Business Intelligence: Building a Data Foundation for a BI Solution
In this article, I'll show you how to design and build a simple data mart to illustrate how you can use SQL Server 2008 Integration Services (SSIS) to perform ETL for your own BI solution.
Derek Comingore
At a Glance:
- Following the dimensional model to build a data mart
- Developing ETL processes and data maps
- Using Integration Services for ETL
- Creating an Integration Services project in BIDS
Code download available at: SampleCode2009_08.exe (151 KB)
Data is the most important part of any business intelligence (BI) solution. As explained in Stacia Misner's, "Planning Your First Microsoft BI Solution," getting data into your BI solution and maintaining it once it's there involves several steps. BI professionals refer to these steps as extract, transform and load ( ETL) processes. Even if you don't plan to pursue a career focused on BI, you can still take advantage of ETL techniques and tools to manage the data you need to inform the day-to-day decisions you make in your job. In this article, I'll show you how to design and build a simple data mart to illustrate how you can use SQL Server 2008 Integration Services (SSIS) to perform ETL for your own BI solution.

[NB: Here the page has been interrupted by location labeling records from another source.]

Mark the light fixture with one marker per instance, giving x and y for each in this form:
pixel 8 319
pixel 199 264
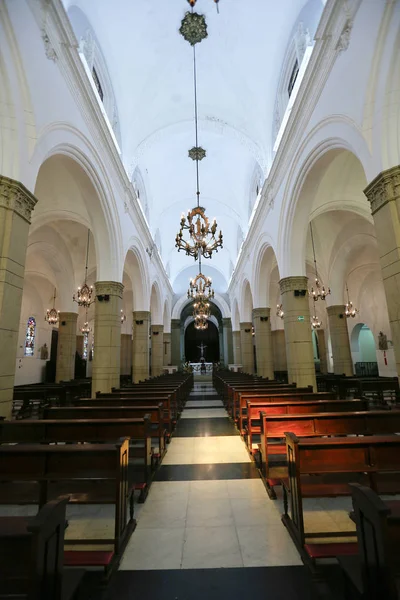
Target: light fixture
pixel 200 287
pixel 85 293
pixel 315 322
pixel 202 239
pixel 319 293
pixel 52 314
pixel 350 310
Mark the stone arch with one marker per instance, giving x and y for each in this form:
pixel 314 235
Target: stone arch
pixel 303 192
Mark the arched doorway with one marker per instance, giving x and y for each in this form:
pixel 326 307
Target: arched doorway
pixel 364 350
pixel 208 337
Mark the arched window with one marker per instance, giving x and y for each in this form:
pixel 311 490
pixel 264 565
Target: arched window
pixel 30 337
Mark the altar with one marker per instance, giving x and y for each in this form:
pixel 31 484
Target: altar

Understanding Requirements
As with any IT project, the best way to start an ETL project is to understand the general requirements of the BI solution you want to build and then work your way back to the data to determine how best to support those requirements. The first article in the series set the stage for the BI solution the fictional company Adventure Works needs by describing the analytical requirements as several questions the company needs to answer. These questions highlight the need for Adventure Works to understand its product sales from different perspectives: profitability by distribution channel (resellers or the Internet), the change in demand for products over time, and the difference between actual sales and sales forecasts by product, salesperson, geographic region and reseller type. The answers to these questions will help Adventure Works decide which distribution channel the company should focus on to increase profits, how to adapt its manufacturing processes to best meet demand, and how changes in sales strategy might help the company meet its sales goals. You'll see how the data supports answering these business questions when you add SQL Server Reporting Services (SSRS) to the BI solution.
Before I start designing the data mart for Adventure Works with these requirements in mind, I want to model the information needs from a business perspective. In other words, a data mart's design should be based on the way the users will ask their questions rather than the way the data comes from the data sources.
You'll need the SQL Server 2008 Adventure Works OLTP sample database for the code samples found in this article.
Using the Dimensional Model
A data mart is typically built using a dimensional model design, which is a database schema well suited for analysis. (A great resource for learning about dimensional modeling is kimballgroup.com.) A dimensional model presents data in a way that's familiar to users, and it helps you build data structures that are optimized for querying high volumes of data. You can achieve this optimization by denormalizing the data, which helps the database engine rapidly select and efficiently aggregate a vast amount of data at query time. In the denormalized schema for the Adventure Works solution, I'll include two types of tables: dimension and fact. A dimension table stores information about business entities and objects, such as resellers or products. A fact table, which I'll use for the numerical sales data I need to aggregate, contains numerical measures and keys relating facts to the dimension tables. I'll explain more about fact tables later in this article.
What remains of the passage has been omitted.